The reason social websites like Trip Advisor have grown leaps and bounds is that they have become part of our circle of trust. It is a community site driven by (mostly) consumers. You need to represent that sense of trust. How do you build trust? Belief in yourself is key, but remember you are communicating to others. You will need to display integrity, intent (how you work and interact with customers), skill sets, and reputation. All of this builds your credibility and ultimately trust.

  1. Specialize

Jack of all Trades – Master of None is figure of speech used in reference to a person who is competent with many skills, but is not necessarily outstanding in any particular one. Don’t just stay alive but thrive by owning a niche. Large Tour Operators have done a great job in creating smaller niche brands. I salute Tauck Tours (founded in 1925!) who have created niche partnerships with filmmaker Ken Burns, as an example, and created experience and cultural based tours with topics that include the Civil War, Jazz, National Parks but all with that special Tauck touch.  Tauck also launched a new river cruise boat in Switzerland but with a focus on a smaller number of passengers. Less is more.

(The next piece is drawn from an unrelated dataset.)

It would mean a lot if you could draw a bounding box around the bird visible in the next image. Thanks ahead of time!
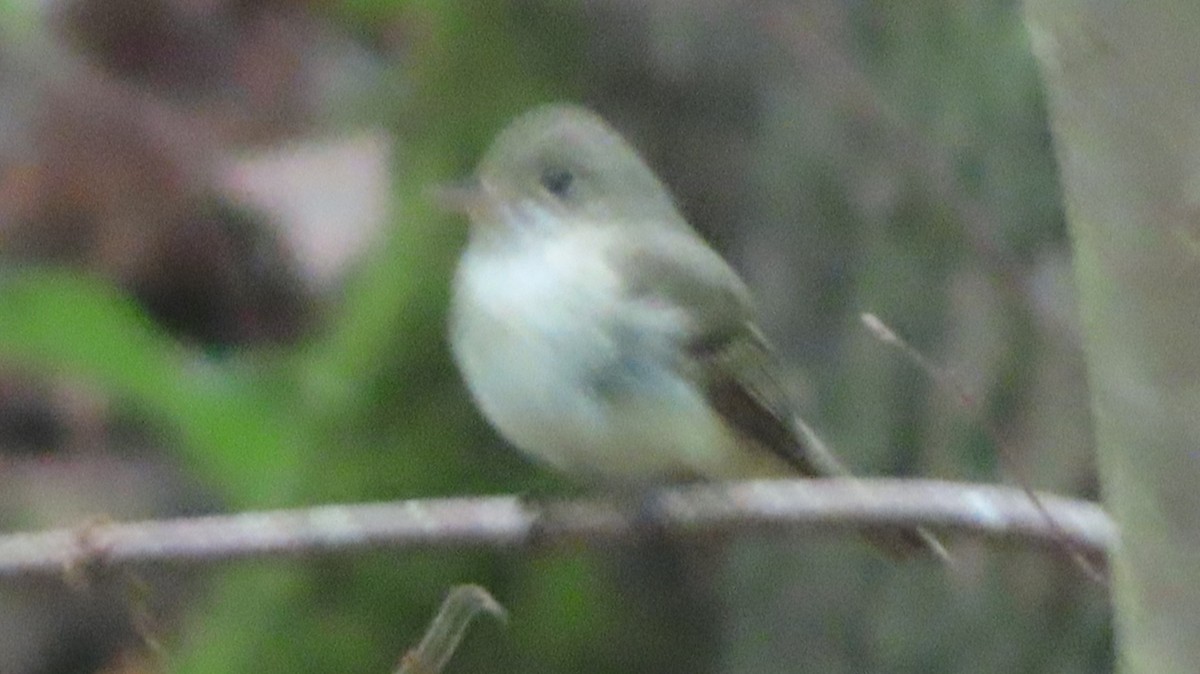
[438,103,931,556]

Determine your area of expertise. Cruises – large ship, small ship and river cruise, skiing, Europe, faith based, sports, educational, theme parks, national parks, all inclusive, Caribbean, Mexico, family, rail journeys, safaris, eco tourism, foodie, houseboats, honeymoons, and the list continues. Learn your product better than anybody else. Lean on your Tour Operator partners as well. They have much to give, share and contribute.

  1. Definition of Insanity

The definition of insanity is a well known question and answer. The definition is (if you have been caste off on a desert island) continuing to do the same stuff but hoping for different results. It takes courage to make change. It is a risk taking exercise. It is not for the faint of heart.

My recommendation is to try something different on a small scale. Consider it a test. Your own Petri dish project. Make sure you have your measurement criteria in place. Learn fast. If it fails nix the project and try something new. Keep repeating until you find the successes you are looking for.

So, in closing; look up and down any Main Street USA, there are so many small businesses that do very well. Everyone of them has an online competitor. They succeed in providing a personal service not found online. They aren’t just alive but they thrive by simply leveraging what an online agency cannot provide.